WASHINGTON (dpa-AFX) - Treasuries moved sharply higher during trading on Friday, as traders reacted to Federal Reserve Chair Jerome Powell's highly-anticipated speech before the Jackson Hole Economic Symposium.
Bond prices surged early in the session and remained firmly positive throughout the day. Subsequently, the yield on the benchmark ten-year note, which moves opposite of its price, slumped 7.0 basis points to 4.260 percent.
While Powell touched only briefly on the outlook for monetary policy, his remarks increased investor confidence that the Fed will lower interest rates next month.

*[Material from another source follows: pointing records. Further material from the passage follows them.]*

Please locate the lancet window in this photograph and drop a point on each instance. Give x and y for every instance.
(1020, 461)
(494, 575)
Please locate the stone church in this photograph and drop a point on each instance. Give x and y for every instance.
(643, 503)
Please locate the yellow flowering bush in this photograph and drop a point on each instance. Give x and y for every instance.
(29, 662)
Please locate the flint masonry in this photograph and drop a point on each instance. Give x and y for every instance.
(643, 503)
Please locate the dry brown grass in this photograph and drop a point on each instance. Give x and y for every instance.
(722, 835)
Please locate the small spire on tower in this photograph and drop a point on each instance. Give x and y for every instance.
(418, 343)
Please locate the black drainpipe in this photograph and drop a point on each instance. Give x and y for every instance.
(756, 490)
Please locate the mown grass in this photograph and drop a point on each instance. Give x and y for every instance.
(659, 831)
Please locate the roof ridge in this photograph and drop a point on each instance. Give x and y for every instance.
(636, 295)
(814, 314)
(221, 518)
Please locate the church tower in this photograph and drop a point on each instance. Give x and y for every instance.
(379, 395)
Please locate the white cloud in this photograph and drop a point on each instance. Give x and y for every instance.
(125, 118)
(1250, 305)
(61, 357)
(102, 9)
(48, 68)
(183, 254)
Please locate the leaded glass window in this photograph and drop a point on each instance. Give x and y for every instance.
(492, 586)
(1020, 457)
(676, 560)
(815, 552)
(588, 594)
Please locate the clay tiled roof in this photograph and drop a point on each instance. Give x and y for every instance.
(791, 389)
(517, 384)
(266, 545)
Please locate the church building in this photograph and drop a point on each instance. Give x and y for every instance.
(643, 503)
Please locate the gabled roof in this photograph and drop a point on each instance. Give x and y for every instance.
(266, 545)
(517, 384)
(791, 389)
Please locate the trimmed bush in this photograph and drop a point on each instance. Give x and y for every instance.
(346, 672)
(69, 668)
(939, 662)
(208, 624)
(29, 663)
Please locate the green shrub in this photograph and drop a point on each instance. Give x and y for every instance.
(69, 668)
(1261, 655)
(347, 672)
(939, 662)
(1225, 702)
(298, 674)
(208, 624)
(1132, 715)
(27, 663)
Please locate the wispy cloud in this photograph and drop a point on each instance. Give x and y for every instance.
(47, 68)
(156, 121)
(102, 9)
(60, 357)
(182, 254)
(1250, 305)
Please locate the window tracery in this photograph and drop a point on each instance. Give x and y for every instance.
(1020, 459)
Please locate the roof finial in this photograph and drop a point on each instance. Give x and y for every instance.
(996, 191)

Powell noted the labor market remains near maximum employment and inflation has come down a great deal from its post-pandemic high but cautioned 'the balance of risks appears to be shifting.'
He noted interest rates are a full percentage point lower than a year ago and said the 'stability of the unemployment rate and other labor market measures allows us to proceed carefully as we consider changes to our policy stance.'
'Nonetheless, with policy in restrictive territory, the baseline outlook and the shifting balance of risks may warrant adjusting our policy stance,' Powell added.
The Fed Chief reiterated that monetary policy is not on a 'preset course' and stressed that future interest rate decisions would be 'based solely on [officials'] assessment of the data and its implications for the economic outlook and the balance of risks.'
Following Powell's remarks, CME Group's FedWatch Tool is currently indicating an 85.2 percent chance the Fed will lower rates by a quarter point next month, up from 75.0 percent on Thursday.